Managed Care Rule
Revisions to the Medicaid
Managed Care Rule

Effective December 14, 2020

Medicaid Disproportionate Share Hospital (DSH)

January 2019

On November 13, 2020, the Centers for Medicare & Medicaid Services (CMS) published revisions to the May 6, 2016 Medicaid & CHIP Managed Care Final Rule in the Federal Register. CMS published a proposed rule for comment in November 2018, which encompassed most of the modifications finalized in the November 13 Final Rule. These revisions are effective on December 14, 2020, except for a few additions which are effective July 1, 2021. The revisions do not include major policy changes for states as the 2016 Final Rule enacted, but do impact a number of areas states should be aware of.  For the full revision, see https://www.federalregister.gov/documents/2020/11/13/2020-24758/medicaid-program-medicaid-and-childrens-health-insurance-program-chip-managed-care.

CMS provided a useful fact sheet summarizing revisions in the following areas:

  • Setting Actuarially Sound Capitation Rates (Medicaid).
  • Pass-Through Payments (Medicaid).
  • State-Directed Payments (Medicaid).
  • Network Adequacy Standards (Medicaid and CHIP).
  • Risk Sharing Mechanisms (Medicaid).
  • Quality Rating System (Medicaid and CHIP).
  • Appeals and Grievances (Medicaid and CHIP).
  • Requirements for Beneficiary Information (Medicaid and CHIP).

See https://www.cms.gov/newsroom/fact-sheets/medicaid-childrens-health-insurance-program-chip-managed-care-final-rule-cms-2408-f for a summary of the changes in each of the areas listed.

Below are additional revisions which are not highlighted in CMS’ fact sheet that are also relevant.

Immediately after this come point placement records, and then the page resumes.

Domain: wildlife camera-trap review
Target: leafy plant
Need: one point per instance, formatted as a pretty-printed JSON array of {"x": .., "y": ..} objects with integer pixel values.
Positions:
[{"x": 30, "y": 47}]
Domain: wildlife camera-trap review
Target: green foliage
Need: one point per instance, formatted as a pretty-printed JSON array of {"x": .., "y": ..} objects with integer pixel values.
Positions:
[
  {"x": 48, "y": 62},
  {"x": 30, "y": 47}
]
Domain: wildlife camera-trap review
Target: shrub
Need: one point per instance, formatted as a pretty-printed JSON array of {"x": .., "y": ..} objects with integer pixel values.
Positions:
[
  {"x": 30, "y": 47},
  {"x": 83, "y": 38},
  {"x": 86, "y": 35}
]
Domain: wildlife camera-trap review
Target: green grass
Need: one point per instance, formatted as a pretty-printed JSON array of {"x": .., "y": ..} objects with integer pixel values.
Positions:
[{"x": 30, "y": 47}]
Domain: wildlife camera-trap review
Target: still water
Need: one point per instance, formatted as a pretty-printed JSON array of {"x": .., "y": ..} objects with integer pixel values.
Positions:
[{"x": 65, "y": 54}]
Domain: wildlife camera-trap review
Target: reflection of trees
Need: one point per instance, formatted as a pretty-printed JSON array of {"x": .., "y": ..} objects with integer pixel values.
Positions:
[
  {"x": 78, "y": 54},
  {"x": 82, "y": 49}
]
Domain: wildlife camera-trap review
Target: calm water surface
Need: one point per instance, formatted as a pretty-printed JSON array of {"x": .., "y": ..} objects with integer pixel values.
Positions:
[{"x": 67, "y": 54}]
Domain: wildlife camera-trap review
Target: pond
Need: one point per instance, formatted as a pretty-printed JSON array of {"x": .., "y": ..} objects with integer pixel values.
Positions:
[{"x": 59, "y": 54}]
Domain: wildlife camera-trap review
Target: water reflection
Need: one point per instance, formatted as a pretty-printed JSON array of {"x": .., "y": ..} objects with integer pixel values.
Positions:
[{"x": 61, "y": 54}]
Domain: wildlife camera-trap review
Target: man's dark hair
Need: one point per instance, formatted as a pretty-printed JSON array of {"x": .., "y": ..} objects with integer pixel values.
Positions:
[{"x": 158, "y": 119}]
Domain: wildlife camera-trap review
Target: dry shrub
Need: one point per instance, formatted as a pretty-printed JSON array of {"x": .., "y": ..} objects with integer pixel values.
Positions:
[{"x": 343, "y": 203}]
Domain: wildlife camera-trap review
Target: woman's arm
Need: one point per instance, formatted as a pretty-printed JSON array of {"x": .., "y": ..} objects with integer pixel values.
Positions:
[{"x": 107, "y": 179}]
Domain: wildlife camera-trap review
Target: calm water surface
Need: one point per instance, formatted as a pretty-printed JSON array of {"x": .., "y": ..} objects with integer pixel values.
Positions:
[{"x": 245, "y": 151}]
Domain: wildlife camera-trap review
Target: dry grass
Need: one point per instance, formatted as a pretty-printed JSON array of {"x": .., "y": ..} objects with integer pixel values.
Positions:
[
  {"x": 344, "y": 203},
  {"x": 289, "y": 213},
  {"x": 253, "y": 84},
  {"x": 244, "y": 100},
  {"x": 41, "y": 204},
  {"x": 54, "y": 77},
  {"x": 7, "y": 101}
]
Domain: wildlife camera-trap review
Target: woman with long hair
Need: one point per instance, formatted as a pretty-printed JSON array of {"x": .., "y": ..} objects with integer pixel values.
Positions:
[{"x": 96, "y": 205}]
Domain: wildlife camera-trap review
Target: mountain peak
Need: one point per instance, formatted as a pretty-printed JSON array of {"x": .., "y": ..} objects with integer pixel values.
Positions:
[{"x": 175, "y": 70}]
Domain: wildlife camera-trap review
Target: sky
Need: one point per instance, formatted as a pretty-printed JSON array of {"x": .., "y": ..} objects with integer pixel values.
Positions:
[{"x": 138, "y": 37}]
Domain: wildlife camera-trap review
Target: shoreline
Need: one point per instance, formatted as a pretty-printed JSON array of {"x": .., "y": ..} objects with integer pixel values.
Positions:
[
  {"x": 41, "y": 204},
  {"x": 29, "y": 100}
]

Additional Relevant Revisions

Medical Loss Ratio (MLR) Standards -- §438.8

Per §438.8(e)(4), the numerator of the MLR should include fraud prevention activities as adopted for the private market at 45 CFR part 158. However, the MLR reporting requirements in §438.8(k) referenced program integrity requirements as defined in §438.608. CMS has revised §438.8(k)(1)(iii) to reference the definition of fraud prevention activities in §438.8(e)(4).

Enrollee Encounter Data -- §438.242(c)(3)

Enrollee encounter data submitted by managed care plans must include the allowed amount and the paid amount for each claim to allow for states to properly monitor and administer the Medicaid program, particularly for capitation rate setting and review, financial management, and encounter data analysis.

Non-Emergency Medical Transportation PAHPs -- §438.9

In the 2016 Final Rule, CMS inadvertently failed to exempt NEMT PAHPs from complying with MLR standards. The revision eliminates the requirement for NEMT PAHPs to develop and report an MLR.

Exemption from External Quality Review (EQR) -- §438.362

States are required to annually identify on their website, in the same location as where EQR technical reports are posted, the names of the MCOs it has exempted from EQR, and when the current exemption period began. States are also required to include in their EQR technical reports the names of the MCOs exempt from EQR by the state, including the beginning date of the current exemption period or that no MCOs are exempt, as appropriate.